Mis à jour 02/03/2016 à 10:38 GMT+1

C’est l’heure des premiers murmures et des premières conclusions. Après presque deux mois d’exercice, et une première défaite contre son voisin de l’Atlético, la méthode Zidane fait l’objet de quelques critiques. Ce qui jusqu’ici n’était qu’un doute légitime est sur le point de devenir une confirmation. Nous sommes-nous trompés sur Zidane ?

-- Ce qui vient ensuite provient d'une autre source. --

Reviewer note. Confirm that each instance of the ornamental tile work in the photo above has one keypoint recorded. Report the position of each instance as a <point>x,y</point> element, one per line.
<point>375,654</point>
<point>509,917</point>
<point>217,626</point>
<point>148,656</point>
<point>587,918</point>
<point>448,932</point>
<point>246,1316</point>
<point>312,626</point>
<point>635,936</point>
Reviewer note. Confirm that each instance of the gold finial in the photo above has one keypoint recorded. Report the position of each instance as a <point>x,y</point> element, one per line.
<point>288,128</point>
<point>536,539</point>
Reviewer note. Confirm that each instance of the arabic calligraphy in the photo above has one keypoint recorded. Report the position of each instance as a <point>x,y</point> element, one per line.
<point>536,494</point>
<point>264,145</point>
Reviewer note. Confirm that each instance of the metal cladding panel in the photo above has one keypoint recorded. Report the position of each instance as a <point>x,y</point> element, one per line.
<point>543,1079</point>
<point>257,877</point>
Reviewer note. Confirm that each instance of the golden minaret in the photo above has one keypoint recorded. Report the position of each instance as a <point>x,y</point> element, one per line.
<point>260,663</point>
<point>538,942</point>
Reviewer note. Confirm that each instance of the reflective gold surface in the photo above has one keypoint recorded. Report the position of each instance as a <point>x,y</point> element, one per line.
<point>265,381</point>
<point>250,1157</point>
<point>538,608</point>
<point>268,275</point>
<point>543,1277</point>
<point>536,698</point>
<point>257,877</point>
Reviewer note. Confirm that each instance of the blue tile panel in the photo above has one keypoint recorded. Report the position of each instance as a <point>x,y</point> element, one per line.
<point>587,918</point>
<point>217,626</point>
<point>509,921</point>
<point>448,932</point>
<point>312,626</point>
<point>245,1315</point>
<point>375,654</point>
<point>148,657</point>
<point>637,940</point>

Zinédine Zidane avant le début du match entre Malaga et le Real Madrid, le 21 février 2016.

Crédit: AFP

Samedi soir, quand Zinédine Zidane se présenta devant la presse quelques minutes après cette première défaite contre l’Atlético Madrid, il semblait perdu, incrédule. C’est vrai qu’il y avait une incongruité à se faire dominer par l’Atlético quand cette équipe n’avait eu que 48 heures de récupération à sa disposition après son match à Eindhoven tandis que son Real, lui, avait pu jouir d’une semaine entière de préparation avant ce derby. Aussi, comme il ne parvenait pas à expliquer cette défaite par un motif tangible, il posa le doigt sur sa tempe comme pour invoquer une dimension supérieure.
Voici comment il expliqua l’inexplicable : "Ce n’est pas une question physique." Et pour cause. "Nous avons travaillé tout ce que nous avons pu pendant la semaine. Nous avons fait de tout. Le match d’aujourd’hui était plutôt une affaire mentale. Eux ils ont joué mercredi, ont eu beaucoup moins de temps de récupération et regardez le match qu’ils ont fait ! C’est une question mentale."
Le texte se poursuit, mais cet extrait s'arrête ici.